AIMIA finds changing mobile habits
An Australian Interactive Media Industry Association (AIMIA) study has found Australians non-voice/text mobile use is growing rapidly.
The report, ‘2009 Australian Mobile Phone Lifestyle Index’, revealed 77% of respondents use their mobile phone for a purpose apart from texting and/or voice. The report suggests that once a service is trialled, it becomes integrated into normal usage:
- 61% of those that used MMS, used MMS at least once a month
- 62% of those that used email, used email at least once a month with almost 42% of these respondents using email daily
- 37% of those that used video calling, used video calling at least once a month, and
- 85% of those that used social networking, used social networking at least once a month, with 46% of these respondents using it at least once a day.
The study found market share remained consistent year-on-year for Nokia (47%) who is trailed by Sony at 12%, Samsung was third place at 11%. For the first time, Apple entered the report at 9% share.
Carrier satisfaction was high, said the report, with 90% of respondents satisfied with the service provided by their carrier. The cost of accessing data is the area in which most respondents were dissatisfied (51%), with just under a third saying their plan included a data allowance and only 43% had more than 50 megabytes allowance.
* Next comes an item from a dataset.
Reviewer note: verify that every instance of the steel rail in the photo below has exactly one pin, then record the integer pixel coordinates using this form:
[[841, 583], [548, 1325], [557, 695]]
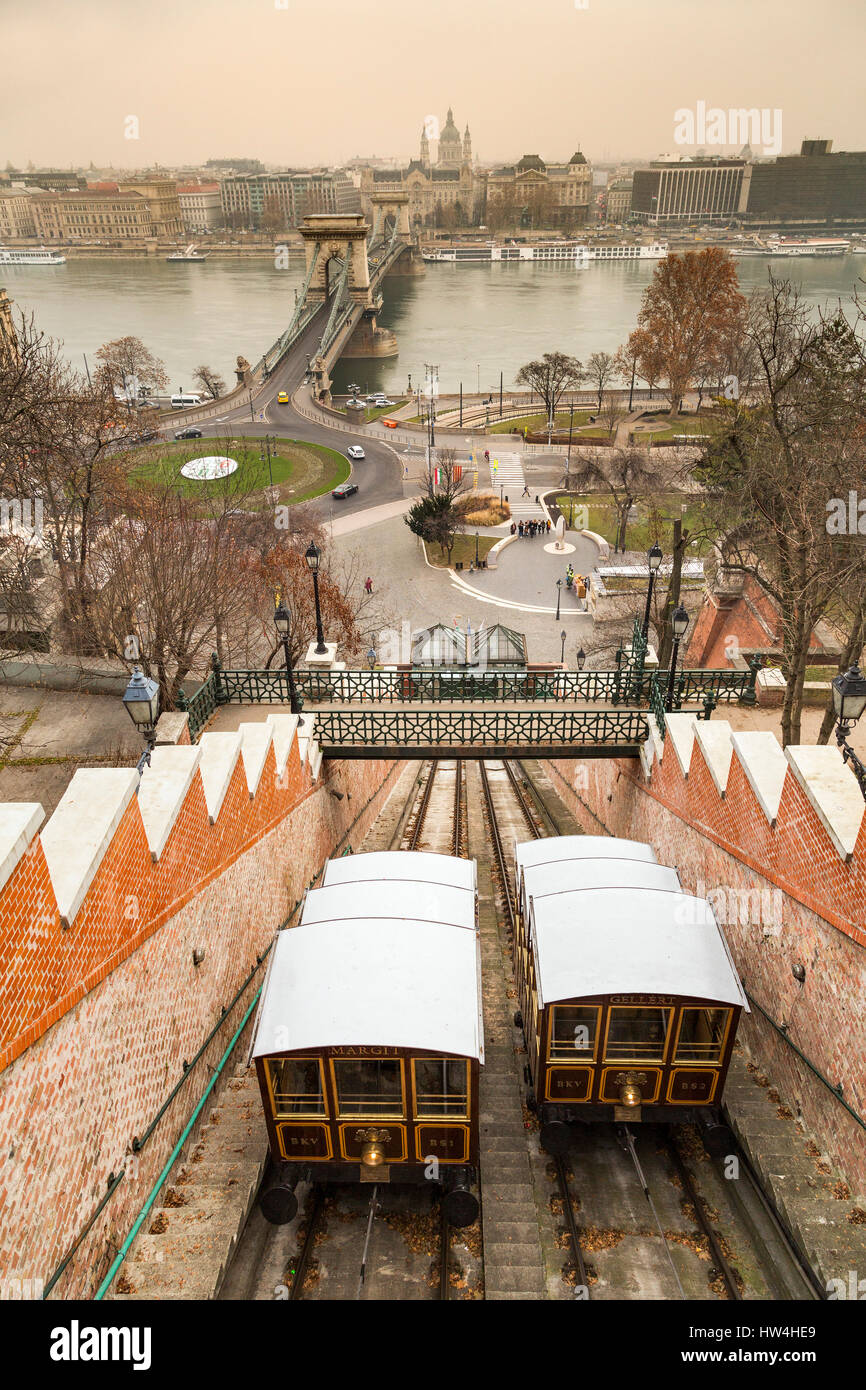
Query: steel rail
[[303, 1260], [444, 1255], [706, 1226], [577, 1251], [423, 805]]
The report claims the Australian market is growing up in terms of knowledge and understanding of mobile phones and mobile services, with 63% of respondents revealing they had a 3G or 3.5G handset. Further to that point, 71% said they had used their mobile phone to access information and entertainment content at some point in the last 12 months. As for mobile ecommerce, 25% had used their handset for banking in the past year and 19% had used it to make payments in the last 12 months.
“Despite the global economic uncertainty of the past 12 months, the uptake of mobile services in Australia has not only survived but has grown in spite of it. Mobile phone services have now truly entrenched themselves as a commodity in the lives of many Australians,” said Dr Marisa Mackay, report author and director of m.Net.